Thankfully, from this column’s perspective, there was no shortage of head-scratching moments, either. Let’s take some time to perform a little surgery inside of “Slabtown”.
Maybe it’s a little harsh to look too much into Noah’s actions, especially given that, clearly, Beth was pulling for him at the end of the episode. Still, maybe Noah could have worked out a better system for finding (and accepting) allies than his quick and dirty candy delivery. Sure, he seemed to be the only one actually doing laundry, so he was kind of able to sneak things through there, but this is a hospital where every piece of kindness comes with a debt, including food. Eventually, someone was bound to notice that suckers were ending up with people who might be sympathetic to Noah’s cause.
4. Dr. Steven Edwards
Sure, Dr. Edwards was the only person other than Noah to actually seem to show any sort of kindness towards Beth in the episode. Yes, he has accepted that survival at this point is probably more important than artistic pursuits. And he was clearly looking out for his own interests (while framing a new “recruit” for his crime) in the death of Trevitt. All that said, Dr. Edwards lands here for deciding to show Beth “why they were fighting”. First off, she’s actually been out in the world since the outbreak, so she’s probably got a pretty decent idea. Secondly, banging loudly to draw the Walkers? Yes, everything was fine (this time), but in a world overrun with walking corpses, and a city that was napalmed not terribly long ago, how confident of welds can you really be?
3. Officer Gorman
Oh, Officer Gorman. Also known as Officer Rapey-McRaperson. And, thankfully, Officer Dead-Because-Beth-WAY-Outsmarted-You. You had your brief time to make sure that everyone knew how creepy you were. You made it clear that you weren’t all that thrilled with being a subordinate in the hospital, and you thought that you had some sort of sick right of possession over the women who came to the hospital as patients.
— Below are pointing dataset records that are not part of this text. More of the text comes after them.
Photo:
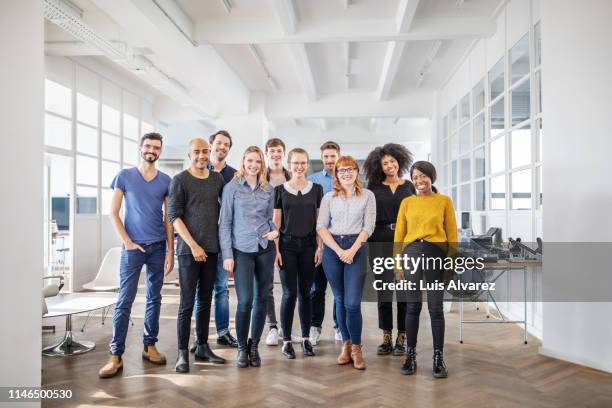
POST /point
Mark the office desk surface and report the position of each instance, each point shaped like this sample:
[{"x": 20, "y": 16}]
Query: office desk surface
[{"x": 73, "y": 303}]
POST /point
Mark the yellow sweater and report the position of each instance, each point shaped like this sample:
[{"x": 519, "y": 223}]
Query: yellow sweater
[{"x": 430, "y": 218}]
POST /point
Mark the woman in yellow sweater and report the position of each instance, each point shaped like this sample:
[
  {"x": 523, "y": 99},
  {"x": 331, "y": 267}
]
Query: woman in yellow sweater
[{"x": 426, "y": 224}]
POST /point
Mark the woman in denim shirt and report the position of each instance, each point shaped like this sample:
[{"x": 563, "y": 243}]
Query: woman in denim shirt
[{"x": 245, "y": 232}]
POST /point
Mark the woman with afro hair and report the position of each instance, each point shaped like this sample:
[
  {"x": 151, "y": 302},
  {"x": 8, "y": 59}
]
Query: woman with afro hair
[{"x": 384, "y": 168}]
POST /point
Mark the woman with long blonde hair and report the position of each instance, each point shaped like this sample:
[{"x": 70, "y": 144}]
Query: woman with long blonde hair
[
  {"x": 346, "y": 219},
  {"x": 245, "y": 231}
]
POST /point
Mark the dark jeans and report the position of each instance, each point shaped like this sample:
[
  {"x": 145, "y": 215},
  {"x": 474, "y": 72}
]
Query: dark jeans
[
  {"x": 317, "y": 298},
  {"x": 346, "y": 281},
  {"x": 383, "y": 234},
  {"x": 252, "y": 279},
  {"x": 131, "y": 264},
  {"x": 434, "y": 297},
  {"x": 201, "y": 276},
  {"x": 296, "y": 277}
]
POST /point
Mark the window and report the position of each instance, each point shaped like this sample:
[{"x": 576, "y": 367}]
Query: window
[
  {"x": 58, "y": 98},
  {"x": 496, "y": 79},
  {"x": 466, "y": 195},
  {"x": 498, "y": 155},
  {"x": 478, "y": 96},
  {"x": 498, "y": 192},
  {"x": 466, "y": 164},
  {"x": 464, "y": 110},
  {"x": 58, "y": 132},
  {"x": 519, "y": 59},
  {"x": 87, "y": 170},
  {"x": 87, "y": 110},
  {"x": 497, "y": 118},
  {"x": 479, "y": 163},
  {"x": 464, "y": 139},
  {"x": 87, "y": 140},
  {"x": 521, "y": 146},
  {"x": 521, "y": 103},
  {"x": 479, "y": 129},
  {"x": 521, "y": 190},
  {"x": 479, "y": 195}
]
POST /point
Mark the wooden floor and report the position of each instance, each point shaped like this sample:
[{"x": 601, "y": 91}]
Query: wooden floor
[{"x": 493, "y": 368}]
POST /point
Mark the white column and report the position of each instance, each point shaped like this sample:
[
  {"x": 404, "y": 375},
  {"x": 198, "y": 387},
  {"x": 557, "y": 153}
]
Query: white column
[
  {"x": 577, "y": 104},
  {"x": 21, "y": 178}
]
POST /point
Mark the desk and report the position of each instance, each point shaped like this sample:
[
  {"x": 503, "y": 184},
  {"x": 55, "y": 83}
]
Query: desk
[
  {"x": 498, "y": 269},
  {"x": 67, "y": 304}
]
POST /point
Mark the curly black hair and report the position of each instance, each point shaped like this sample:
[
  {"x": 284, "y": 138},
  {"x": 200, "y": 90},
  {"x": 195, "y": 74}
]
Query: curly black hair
[{"x": 373, "y": 167}]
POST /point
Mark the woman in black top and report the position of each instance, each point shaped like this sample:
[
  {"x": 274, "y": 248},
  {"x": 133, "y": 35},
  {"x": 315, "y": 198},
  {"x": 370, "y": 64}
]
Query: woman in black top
[
  {"x": 298, "y": 252},
  {"x": 384, "y": 168}
]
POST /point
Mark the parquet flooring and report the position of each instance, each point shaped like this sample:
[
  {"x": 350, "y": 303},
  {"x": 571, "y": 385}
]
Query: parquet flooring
[{"x": 493, "y": 368}]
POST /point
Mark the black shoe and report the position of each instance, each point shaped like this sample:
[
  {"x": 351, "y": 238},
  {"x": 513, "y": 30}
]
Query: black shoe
[
  {"x": 288, "y": 351},
  {"x": 307, "y": 348},
  {"x": 243, "y": 357},
  {"x": 254, "y": 358},
  {"x": 400, "y": 344},
  {"x": 204, "y": 353},
  {"x": 386, "y": 347},
  {"x": 227, "y": 340},
  {"x": 182, "y": 361},
  {"x": 409, "y": 366},
  {"x": 439, "y": 368}
]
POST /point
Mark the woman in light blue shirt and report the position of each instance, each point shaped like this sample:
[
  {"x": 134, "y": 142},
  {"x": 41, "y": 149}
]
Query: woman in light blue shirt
[{"x": 245, "y": 232}]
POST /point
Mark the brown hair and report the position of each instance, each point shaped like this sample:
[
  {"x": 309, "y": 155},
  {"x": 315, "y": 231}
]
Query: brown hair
[
  {"x": 274, "y": 142},
  {"x": 338, "y": 189},
  {"x": 262, "y": 176}
]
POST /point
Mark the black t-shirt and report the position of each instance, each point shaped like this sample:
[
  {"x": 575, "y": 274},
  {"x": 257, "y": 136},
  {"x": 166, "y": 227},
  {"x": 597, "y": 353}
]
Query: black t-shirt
[
  {"x": 387, "y": 202},
  {"x": 299, "y": 208}
]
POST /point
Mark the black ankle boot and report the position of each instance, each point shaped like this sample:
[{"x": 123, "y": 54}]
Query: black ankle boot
[
  {"x": 182, "y": 361},
  {"x": 439, "y": 368},
  {"x": 288, "y": 350},
  {"x": 409, "y": 366},
  {"x": 254, "y": 358},
  {"x": 400, "y": 344},
  {"x": 386, "y": 347},
  {"x": 242, "y": 360},
  {"x": 204, "y": 353}
]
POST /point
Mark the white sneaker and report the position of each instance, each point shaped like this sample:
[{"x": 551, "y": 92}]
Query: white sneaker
[
  {"x": 272, "y": 339},
  {"x": 315, "y": 335},
  {"x": 337, "y": 335}
]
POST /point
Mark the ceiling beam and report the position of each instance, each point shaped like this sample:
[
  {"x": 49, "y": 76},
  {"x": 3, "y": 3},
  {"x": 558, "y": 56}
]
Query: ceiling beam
[
  {"x": 405, "y": 14},
  {"x": 391, "y": 64},
  {"x": 288, "y": 21},
  {"x": 240, "y": 31}
]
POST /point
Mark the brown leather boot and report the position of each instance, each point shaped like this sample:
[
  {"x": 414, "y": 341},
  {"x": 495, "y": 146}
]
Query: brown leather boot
[
  {"x": 345, "y": 356},
  {"x": 112, "y": 367},
  {"x": 357, "y": 357},
  {"x": 150, "y": 353}
]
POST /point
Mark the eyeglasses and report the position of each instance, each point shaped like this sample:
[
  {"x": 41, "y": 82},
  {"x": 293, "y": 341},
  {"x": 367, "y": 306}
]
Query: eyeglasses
[{"x": 345, "y": 170}]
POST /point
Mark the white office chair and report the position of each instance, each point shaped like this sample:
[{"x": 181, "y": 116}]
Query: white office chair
[{"x": 106, "y": 280}]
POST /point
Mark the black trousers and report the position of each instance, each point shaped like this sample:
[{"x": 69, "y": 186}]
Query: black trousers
[
  {"x": 434, "y": 297},
  {"x": 192, "y": 275},
  {"x": 297, "y": 275},
  {"x": 383, "y": 234}
]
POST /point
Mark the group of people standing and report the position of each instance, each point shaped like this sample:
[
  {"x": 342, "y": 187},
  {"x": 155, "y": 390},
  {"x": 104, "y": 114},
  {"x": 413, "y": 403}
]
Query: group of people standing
[{"x": 258, "y": 219}]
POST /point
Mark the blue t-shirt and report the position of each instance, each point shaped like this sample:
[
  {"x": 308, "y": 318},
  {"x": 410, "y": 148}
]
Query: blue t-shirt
[{"x": 144, "y": 200}]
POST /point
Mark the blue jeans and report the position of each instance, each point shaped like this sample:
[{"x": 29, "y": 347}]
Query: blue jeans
[
  {"x": 131, "y": 264},
  {"x": 346, "y": 281},
  {"x": 221, "y": 300},
  {"x": 253, "y": 272}
]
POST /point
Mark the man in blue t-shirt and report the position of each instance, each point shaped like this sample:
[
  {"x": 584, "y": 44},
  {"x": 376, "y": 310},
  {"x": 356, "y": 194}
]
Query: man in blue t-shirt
[{"x": 148, "y": 239}]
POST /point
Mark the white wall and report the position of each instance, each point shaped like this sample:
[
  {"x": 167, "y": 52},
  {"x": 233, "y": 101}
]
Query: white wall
[
  {"x": 577, "y": 56},
  {"x": 21, "y": 175}
]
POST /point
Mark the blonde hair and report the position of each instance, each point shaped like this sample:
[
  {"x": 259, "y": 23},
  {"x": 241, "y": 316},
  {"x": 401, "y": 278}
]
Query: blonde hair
[
  {"x": 338, "y": 189},
  {"x": 262, "y": 177}
]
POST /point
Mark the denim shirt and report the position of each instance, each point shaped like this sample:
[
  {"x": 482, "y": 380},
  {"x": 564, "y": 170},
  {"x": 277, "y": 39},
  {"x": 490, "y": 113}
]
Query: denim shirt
[{"x": 246, "y": 215}]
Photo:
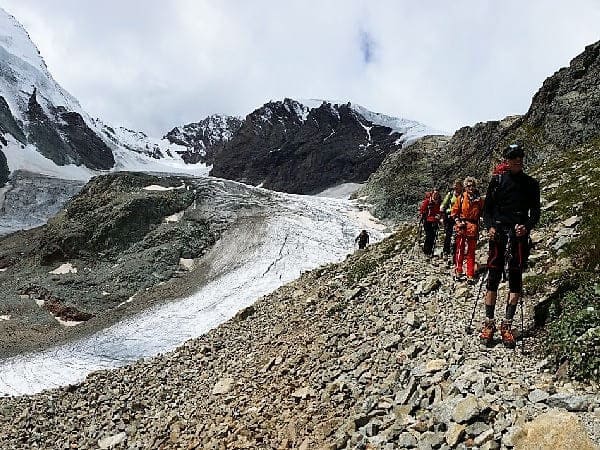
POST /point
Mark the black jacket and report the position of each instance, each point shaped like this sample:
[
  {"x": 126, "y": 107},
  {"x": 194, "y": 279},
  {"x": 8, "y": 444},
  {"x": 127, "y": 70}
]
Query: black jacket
[{"x": 512, "y": 199}]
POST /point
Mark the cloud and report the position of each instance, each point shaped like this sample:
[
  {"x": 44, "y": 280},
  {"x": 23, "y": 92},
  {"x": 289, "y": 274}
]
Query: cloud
[{"x": 169, "y": 62}]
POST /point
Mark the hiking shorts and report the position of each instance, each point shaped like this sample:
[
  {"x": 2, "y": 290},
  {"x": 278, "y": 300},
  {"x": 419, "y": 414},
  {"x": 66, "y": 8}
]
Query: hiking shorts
[{"x": 507, "y": 256}]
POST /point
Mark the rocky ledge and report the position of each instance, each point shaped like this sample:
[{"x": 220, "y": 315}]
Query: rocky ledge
[{"x": 371, "y": 353}]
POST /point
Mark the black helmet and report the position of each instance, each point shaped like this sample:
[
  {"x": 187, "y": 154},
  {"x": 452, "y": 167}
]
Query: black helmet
[{"x": 513, "y": 151}]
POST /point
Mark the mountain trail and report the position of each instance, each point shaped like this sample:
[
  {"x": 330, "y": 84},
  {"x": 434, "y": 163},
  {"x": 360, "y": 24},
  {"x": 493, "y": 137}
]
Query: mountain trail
[{"x": 368, "y": 353}]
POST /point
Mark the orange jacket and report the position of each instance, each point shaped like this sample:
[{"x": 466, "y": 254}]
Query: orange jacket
[{"x": 468, "y": 210}]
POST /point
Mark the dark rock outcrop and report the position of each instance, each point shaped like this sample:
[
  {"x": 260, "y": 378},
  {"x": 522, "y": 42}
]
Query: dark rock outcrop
[
  {"x": 8, "y": 123},
  {"x": 128, "y": 214},
  {"x": 67, "y": 139},
  {"x": 566, "y": 110},
  {"x": 564, "y": 113},
  {"x": 204, "y": 139},
  {"x": 4, "y": 171},
  {"x": 397, "y": 187},
  {"x": 281, "y": 149}
]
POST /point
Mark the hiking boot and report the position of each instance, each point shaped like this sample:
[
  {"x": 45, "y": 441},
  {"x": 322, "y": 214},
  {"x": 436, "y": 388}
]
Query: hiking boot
[
  {"x": 507, "y": 335},
  {"x": 487, "y": 333},
  {"x": 459, "y": 276}
]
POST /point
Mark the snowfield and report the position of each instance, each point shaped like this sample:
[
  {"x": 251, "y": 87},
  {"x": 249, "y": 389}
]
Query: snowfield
[{"x": 250, "y": 260}]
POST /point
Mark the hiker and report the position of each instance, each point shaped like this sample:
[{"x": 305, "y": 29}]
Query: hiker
[
  {"x": 466, "y": 213},
  {"x": 511, "y": 210},
  {"x": 446, "y": 207},
  {"x": 430, "y": 215},
  {"x": 362, "y": 239}
]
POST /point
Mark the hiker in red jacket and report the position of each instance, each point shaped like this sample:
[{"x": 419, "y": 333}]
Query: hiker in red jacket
[
  {"x": 466, "y": 212},
  {"x": 430, "y": 213}
]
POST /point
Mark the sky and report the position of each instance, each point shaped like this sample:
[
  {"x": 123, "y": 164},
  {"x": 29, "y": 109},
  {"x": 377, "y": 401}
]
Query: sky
[{"x": 157, "y": 64}]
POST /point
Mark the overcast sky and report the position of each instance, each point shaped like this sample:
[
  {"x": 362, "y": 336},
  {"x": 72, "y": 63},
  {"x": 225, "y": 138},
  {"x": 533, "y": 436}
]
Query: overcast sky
[{"x": 154, "y": 64}]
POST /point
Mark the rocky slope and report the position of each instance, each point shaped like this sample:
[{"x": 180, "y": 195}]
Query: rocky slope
[
  {"x": 566, "y": 110},
  {"x": 203, "y": 140},
  {"x": 563, "y": 115},
  {"x": 369, "y": 353},
  {"x": 288, "y": 146},
  {"x": 148, "y": 226},
  {"x": 29, "y": 199},
  {"x": 4, "y": 171}
]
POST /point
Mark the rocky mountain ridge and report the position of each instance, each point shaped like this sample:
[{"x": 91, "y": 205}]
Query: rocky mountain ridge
[
  {"x": 204, "y": 139},
  {"x": 563, "y": 115},
  {"x": 288, "y": 146}
]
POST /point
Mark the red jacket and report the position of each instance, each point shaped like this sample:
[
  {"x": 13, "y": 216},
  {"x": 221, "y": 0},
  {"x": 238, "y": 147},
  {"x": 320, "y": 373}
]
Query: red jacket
[
  {"x": 468, "y": 210},
  {"x": 430, "y": 210}
]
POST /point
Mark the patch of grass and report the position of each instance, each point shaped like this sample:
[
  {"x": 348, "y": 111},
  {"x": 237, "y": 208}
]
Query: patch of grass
[
  {"x": 360, "y": 268},
  {"x": 571, "y": 183},
  {"x": 574, "y": 335}
]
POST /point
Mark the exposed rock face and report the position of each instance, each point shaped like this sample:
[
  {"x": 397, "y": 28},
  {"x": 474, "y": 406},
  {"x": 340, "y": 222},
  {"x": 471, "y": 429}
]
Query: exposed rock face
[
  {"x": 399, "y": 184},
  {"x": 554, "y": 429},
  {"x": 356, "y": 355},
  {"x": 30, "y": 199},
  {"x": 8, "y": 123},
  {"x": 128, "y": 214},
  {"x": 4, "y": 172},
  {"x": 564, "y": 113},
  {"x": 403, "y": 177},
  {"x": 205, "y": 138},
  {"x": 67, "y": 140},
  {"x": 287, "y": 147},
  {"x": 566, "y": 110}
]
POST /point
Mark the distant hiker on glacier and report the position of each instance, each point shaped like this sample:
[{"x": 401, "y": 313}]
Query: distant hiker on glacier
[
  {"x": 362, "y": 239},
  {"x": 430, "y": 215},
  {"x": 511, "y": 210},
  {"x": 466, "y": 213},
  {"x": 448, "y": 220}
]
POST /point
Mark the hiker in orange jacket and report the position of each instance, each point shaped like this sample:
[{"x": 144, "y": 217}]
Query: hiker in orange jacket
[
  {"x": 466, "y": 212},
  {"x": 430, "y": 215}
]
It really isn’t all that surprising that you didn’t check around when you discovered Beth in Lerner’s office. Maybe you should have sensed something was off when this woman who clearly had a fighter’s spirit actually seemed willing to go along with your violation. Or maybe it was just about ethics in zombie journalism.
2. Officer Dawn Lerner
Officer Dawn Lerner is, ostensibly, the person keeping the entire hospital running, and, from the account relayed by Dr. Edwards, actually kept it from crumbling completely during an earlier panic-induced collapse. That said, Officer Lerner falls onto this list pretty much for her continued believe that everything she did, or didn’t, do was for the greater good. Lerner is so convinced that the world will return to normal that she’s completely blinded to the fact that terrible atrocities are being committed right under her nose. Never has it been more obvious that the ends do not justify the means, especially when the ends are so incredibly unlikely to happen. Besides, it’s not highly likely that you’ll be able to inspire loyalty in any new “recruits” (regardless of how they were recruited) when they are forced to a sort of indentured servitude just so they can get some hospital food.
1. Beth Greene
There are actually a lot of things that Beth did very intelligently over the course of “Slabtown”. She was able to gather more information than she probably should have, even before her escape attempt with Noah. She eliminated Gorman from the equation, almost making it seem as though she’d intentionally lured him into a trap just to take him out. And she was able to help get Noah free, despite it meaning her own recapture. That said, Beth’s biggest mistake is that she just kept blindly trusting those who showed her kindness. She’s always been a character who’s wanted to see the good in others first, but you’d think that waking up in a random hospital with no memory exactly how she got there (or how she got separated from the man who helped her get her first drink) would set her on edge, but one little piece of guinea pig and she was suddenly very trusting of Edwards. One lollipop, and she’s ready to hatch an escape plan with Noah. The girl is clearly a little food-focused. I’d hate to think what might have happened if Carl had offered her some of his giant tub of pudding.
That wraps up “Slabtown”. Fingers crossed, and “Self Help” will be appearing later this week.